Robotics and automation alone do not provide competitiveness. The real breakthrough comes with the development of work systems that achieve synergy among groups of people and technology. This is what high-performance work systems are all about. Like CIM, there's no one answer. Different plants will apply different elements of the concept. Ayr, Enfield, Albuquerque and Phoenix are the among the plants that are working these concepts.

 

As in the field and service areas, Digital Manufacturing is recognized as a leader in the practical day-to-day applications of expert (Al) systems. These tools are helping us to achieve our business objectives of shorter cycle times, better quality, improved indirect labor productivity and lower costs.
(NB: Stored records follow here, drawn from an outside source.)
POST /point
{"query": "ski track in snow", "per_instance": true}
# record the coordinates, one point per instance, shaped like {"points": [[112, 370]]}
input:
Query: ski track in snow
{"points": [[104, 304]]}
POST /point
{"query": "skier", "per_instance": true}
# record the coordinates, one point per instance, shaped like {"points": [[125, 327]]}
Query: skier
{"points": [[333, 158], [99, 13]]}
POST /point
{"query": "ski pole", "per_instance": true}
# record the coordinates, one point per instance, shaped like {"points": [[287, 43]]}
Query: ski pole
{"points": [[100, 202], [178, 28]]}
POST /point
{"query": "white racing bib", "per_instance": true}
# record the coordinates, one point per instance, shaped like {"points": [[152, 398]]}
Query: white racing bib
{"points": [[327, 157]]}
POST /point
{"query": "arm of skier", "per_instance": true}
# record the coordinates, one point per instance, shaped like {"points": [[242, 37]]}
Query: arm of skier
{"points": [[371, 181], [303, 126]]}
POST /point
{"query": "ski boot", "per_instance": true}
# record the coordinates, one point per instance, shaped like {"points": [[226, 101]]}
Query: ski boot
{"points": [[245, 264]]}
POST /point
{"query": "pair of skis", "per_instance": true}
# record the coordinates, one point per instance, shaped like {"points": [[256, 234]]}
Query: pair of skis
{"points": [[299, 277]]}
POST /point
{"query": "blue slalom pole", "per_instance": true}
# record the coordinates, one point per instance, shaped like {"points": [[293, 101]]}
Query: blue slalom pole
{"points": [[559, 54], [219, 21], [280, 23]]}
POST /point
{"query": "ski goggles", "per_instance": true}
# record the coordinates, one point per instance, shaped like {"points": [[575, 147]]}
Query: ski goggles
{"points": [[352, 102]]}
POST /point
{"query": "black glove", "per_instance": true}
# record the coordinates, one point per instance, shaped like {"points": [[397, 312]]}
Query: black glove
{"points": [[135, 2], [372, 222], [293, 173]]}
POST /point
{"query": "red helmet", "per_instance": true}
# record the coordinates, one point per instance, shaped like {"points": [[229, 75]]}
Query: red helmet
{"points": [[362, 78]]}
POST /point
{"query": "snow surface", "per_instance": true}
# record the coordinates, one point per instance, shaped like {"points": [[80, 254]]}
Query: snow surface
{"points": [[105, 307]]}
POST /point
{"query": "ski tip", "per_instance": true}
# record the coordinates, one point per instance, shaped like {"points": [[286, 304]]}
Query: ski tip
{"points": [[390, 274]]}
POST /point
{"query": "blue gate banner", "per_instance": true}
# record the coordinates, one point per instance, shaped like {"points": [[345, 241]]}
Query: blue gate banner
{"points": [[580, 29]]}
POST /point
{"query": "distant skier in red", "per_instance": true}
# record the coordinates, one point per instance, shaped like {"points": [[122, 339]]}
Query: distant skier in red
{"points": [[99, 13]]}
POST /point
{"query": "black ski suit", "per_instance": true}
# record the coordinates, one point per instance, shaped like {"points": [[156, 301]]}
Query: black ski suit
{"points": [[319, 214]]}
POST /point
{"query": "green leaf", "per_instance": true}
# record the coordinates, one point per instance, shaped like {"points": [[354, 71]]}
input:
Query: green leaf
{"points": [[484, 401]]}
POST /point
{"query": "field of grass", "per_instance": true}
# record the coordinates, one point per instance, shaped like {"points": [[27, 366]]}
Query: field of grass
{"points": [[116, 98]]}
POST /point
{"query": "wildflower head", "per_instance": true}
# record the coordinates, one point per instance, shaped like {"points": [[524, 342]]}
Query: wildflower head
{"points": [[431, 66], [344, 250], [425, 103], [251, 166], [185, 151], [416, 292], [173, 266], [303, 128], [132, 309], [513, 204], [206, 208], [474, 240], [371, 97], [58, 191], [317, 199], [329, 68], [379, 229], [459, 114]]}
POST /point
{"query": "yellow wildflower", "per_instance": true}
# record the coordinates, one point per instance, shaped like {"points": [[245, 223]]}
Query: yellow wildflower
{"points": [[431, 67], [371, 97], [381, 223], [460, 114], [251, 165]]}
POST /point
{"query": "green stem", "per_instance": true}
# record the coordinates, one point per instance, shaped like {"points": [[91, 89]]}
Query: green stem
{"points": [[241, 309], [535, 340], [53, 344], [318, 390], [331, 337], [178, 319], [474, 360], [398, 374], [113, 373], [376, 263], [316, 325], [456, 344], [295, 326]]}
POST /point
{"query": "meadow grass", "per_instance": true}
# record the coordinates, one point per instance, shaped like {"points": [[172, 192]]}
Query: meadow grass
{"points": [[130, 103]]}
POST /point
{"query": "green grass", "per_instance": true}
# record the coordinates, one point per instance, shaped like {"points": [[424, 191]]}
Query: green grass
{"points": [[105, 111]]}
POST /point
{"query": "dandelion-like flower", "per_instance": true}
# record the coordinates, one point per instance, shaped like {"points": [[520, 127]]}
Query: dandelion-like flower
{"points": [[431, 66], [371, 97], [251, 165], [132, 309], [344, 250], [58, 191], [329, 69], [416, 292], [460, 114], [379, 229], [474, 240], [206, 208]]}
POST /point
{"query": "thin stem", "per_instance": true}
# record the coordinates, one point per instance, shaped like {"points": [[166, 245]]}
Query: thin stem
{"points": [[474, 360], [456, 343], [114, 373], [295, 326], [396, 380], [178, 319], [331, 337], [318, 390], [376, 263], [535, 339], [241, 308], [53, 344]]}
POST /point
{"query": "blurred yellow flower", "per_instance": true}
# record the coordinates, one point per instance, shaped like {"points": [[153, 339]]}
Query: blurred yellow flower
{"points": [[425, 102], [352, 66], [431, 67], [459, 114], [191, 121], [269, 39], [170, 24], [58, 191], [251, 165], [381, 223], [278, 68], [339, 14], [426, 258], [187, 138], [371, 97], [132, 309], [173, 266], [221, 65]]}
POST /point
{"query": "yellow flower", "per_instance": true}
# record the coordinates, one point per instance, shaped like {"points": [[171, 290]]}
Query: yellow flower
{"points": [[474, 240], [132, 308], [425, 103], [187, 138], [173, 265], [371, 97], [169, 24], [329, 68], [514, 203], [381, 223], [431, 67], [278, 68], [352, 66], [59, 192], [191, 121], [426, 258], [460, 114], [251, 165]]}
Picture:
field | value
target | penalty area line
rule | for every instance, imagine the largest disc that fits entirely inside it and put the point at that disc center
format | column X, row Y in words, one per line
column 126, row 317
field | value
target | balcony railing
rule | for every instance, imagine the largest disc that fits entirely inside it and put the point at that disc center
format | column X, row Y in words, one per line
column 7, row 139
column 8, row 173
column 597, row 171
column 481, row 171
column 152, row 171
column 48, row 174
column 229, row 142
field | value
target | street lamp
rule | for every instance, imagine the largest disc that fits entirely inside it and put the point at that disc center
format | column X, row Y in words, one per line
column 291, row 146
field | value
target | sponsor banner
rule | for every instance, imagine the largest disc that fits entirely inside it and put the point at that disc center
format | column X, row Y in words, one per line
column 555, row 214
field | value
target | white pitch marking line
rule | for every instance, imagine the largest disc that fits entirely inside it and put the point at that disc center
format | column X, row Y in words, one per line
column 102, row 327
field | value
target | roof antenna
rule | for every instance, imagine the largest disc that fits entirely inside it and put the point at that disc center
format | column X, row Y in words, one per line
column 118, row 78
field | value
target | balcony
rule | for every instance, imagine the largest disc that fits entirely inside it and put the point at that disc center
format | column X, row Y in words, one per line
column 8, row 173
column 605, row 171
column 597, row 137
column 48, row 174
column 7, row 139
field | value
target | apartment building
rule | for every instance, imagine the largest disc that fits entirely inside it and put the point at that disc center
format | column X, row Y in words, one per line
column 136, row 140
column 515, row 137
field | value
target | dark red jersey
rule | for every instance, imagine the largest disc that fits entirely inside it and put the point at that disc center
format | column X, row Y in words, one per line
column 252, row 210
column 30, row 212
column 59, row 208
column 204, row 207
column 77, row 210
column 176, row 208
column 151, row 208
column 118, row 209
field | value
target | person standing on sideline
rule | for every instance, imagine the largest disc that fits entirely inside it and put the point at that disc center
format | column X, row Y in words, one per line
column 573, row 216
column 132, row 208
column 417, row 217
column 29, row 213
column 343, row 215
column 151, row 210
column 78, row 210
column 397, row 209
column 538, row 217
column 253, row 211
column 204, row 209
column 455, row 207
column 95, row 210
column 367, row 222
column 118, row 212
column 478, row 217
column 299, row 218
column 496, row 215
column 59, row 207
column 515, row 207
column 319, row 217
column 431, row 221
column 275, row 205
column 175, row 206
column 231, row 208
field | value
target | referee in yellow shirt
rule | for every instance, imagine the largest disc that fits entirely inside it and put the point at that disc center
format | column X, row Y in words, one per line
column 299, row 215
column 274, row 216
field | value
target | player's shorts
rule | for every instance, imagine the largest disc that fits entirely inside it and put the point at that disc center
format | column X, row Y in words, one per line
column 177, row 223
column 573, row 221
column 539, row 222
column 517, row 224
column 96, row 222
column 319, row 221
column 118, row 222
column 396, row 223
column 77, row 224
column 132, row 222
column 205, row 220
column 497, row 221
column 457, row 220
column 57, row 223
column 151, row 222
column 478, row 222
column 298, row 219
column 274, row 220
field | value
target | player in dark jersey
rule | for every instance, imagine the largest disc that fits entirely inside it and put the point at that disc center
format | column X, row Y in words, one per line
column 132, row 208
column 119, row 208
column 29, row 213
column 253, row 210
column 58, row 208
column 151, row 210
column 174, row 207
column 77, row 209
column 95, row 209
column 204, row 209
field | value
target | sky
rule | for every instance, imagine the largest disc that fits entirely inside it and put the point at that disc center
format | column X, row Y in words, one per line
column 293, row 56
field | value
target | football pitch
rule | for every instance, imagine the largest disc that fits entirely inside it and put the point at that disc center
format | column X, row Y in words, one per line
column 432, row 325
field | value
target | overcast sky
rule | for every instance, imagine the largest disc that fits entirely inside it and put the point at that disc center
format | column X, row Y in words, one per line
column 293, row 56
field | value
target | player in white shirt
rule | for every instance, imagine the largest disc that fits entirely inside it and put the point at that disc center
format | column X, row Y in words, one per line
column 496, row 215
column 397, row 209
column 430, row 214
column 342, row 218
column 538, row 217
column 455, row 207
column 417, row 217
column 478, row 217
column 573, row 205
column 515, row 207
Beyond the development of practical applications, another dimension of our work with Al has been the generic learning of how to effectively transfer technology from an R&D environment to practical applications. We've been working closely with Carnegie-Mellon in this effort.

 

All of this adds another dimension to the role of manufacturing plants. Customers want to see what we're doing first-hand. In the past 12 months we’ve had more than 500 customer visits to Digital plants. These visits have been very beneficial to us and we are preparing our operations to handle even more visits.

 

All of these programs that we’ve been talking about will pay dividends. More business will be ours, and our effectiveness will be enhanced. Our perfor­mance in manufacturing will continue to improve because of the programs we now have in place. And it will improve as we increase our collaboration with our vendors and customers.